As analysts expected, Twitter reported less than solid fourth-quarter earnings on Thursday.
Missing analysts’ estimates, the struggling social network saw revenue increase by just 1% to $717 million year-over-year. Using the vaguest of terms to describe Twitter’s recent performance, CEO Jack Dorsey said 2016 had been “transformative,” in a statement.
Twitter’s adjusted earnings of 16 cents a share bested forecasts for the period, but that wasn’t enough to offset sagging user grown. For the fourth quarter, monthly active users were up just 4% to 319 million year-over-year.
Worse yet, ad revenue totaled $638 million, during the period -- down slightly year-over-year.

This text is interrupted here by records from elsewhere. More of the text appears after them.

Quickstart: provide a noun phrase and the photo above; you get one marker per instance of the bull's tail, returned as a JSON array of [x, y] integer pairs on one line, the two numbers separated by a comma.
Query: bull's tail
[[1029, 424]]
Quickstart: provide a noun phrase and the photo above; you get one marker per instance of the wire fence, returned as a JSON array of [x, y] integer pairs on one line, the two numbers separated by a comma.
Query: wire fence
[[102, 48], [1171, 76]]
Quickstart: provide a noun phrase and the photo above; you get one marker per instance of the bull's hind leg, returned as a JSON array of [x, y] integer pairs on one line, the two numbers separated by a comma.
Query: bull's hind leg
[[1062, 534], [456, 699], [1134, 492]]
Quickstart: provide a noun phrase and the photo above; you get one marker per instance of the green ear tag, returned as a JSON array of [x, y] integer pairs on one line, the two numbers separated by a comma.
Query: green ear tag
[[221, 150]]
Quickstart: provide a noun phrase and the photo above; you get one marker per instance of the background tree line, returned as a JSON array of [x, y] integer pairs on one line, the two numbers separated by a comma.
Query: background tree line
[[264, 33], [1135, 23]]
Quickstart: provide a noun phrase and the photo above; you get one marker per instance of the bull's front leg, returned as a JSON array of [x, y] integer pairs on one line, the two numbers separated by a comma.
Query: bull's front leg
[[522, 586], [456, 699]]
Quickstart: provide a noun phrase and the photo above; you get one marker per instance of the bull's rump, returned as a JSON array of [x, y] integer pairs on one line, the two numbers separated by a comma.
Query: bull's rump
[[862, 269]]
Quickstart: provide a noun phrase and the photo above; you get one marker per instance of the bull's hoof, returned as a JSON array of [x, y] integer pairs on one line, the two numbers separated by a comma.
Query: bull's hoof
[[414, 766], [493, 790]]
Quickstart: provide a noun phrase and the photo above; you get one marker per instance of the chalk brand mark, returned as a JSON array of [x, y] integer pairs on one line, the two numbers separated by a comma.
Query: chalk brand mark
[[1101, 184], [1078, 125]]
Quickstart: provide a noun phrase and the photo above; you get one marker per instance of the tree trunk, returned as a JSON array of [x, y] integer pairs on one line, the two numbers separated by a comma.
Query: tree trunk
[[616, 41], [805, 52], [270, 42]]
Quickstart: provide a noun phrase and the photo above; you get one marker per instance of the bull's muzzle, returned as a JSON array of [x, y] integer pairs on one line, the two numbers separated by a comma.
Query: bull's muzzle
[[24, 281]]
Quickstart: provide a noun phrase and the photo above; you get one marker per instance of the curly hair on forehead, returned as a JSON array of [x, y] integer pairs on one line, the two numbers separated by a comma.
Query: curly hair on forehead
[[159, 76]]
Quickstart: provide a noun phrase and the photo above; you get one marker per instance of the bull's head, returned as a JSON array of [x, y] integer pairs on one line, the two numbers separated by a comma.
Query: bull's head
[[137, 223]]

As a result, Twitter’s stock was down by more than 12% on Thursday afternoon. Analysts didn’t hide their disappointment with the once high-flying company.
“Current quarter results were weaker-than-expected, with a big negative from what guidance implies about the coming quarter and the year,” Pivotal Research Group analyst Brian Wieser said in an investor note. “We are altering our long-term forecasts on the company and reducing our price target from $17 to $15 on a [year ending 2017] basis,” he said.
How does Dorsey plan to turn things around?
“While revenue growth continues to lag audience growth, we are applying the same focused approach that drove audience growth to our revenue product portfolio, focusing on our strengths and the real-time nature of our service,” the second-time CEO stated on Thursday. “This will take time, but we're moving fast to show results."
During the quarter, mobile advertising revenue was 89% of total ad revenue. Data licensing and other revenue totaled $79 million -- an increase of 14%, year-over-year. Domestic revenue totaled $440 million -- a decrease of 5% year-over-year. International revenue totaled $277 million, which represented an increase of 12% year-over-year.
Total ad engagements were up 151% year-over-year.
Looking ahead to the first quarter of 2017, Twitter is expecting adjusted earnings somewhere between $75 million and $95 million.
“Revenue growth will continue to lag audience growth due to the sales cycle. It could be further impacted by the escalating competition for digital advertising spending and our efforts to re-evaluate our revenue product feature portfolio,” Anthony Noto, Twitter's COO said in a statement.
“We will continue to increase the value we provide advertisers by simplifying and differentiating the portfolio and improving the engagement and measurement of our products,” Noto promised.
Company watchers are not holding their breath.
“Twitter is losing traction fast,” Debra Aho Williamson, principal analyst at eMarketer, said in a recent note. “It is starting to shed once-promising products, such as Vine, and sell off parts of its business, such as its Fabric app development platform.”
“At the same time, some surveys indicate that Twitter is becoming less integral to advertisers’ spending plans,” Williamson added. “That doesn’t bode well for future ad revenue growth.”
As a result, eMarketer expects Twitter’s share of total worldwide digital ad spending to shrink slightly to 1.1%, this year, while its share of the worldwide mobile ad market will shrink to 1.6%.
Globally, total ad revenue will grow 12% to reach $2.53 billion, while mobile ad revenue will grow 13.5% to reach $2.27 billion this year.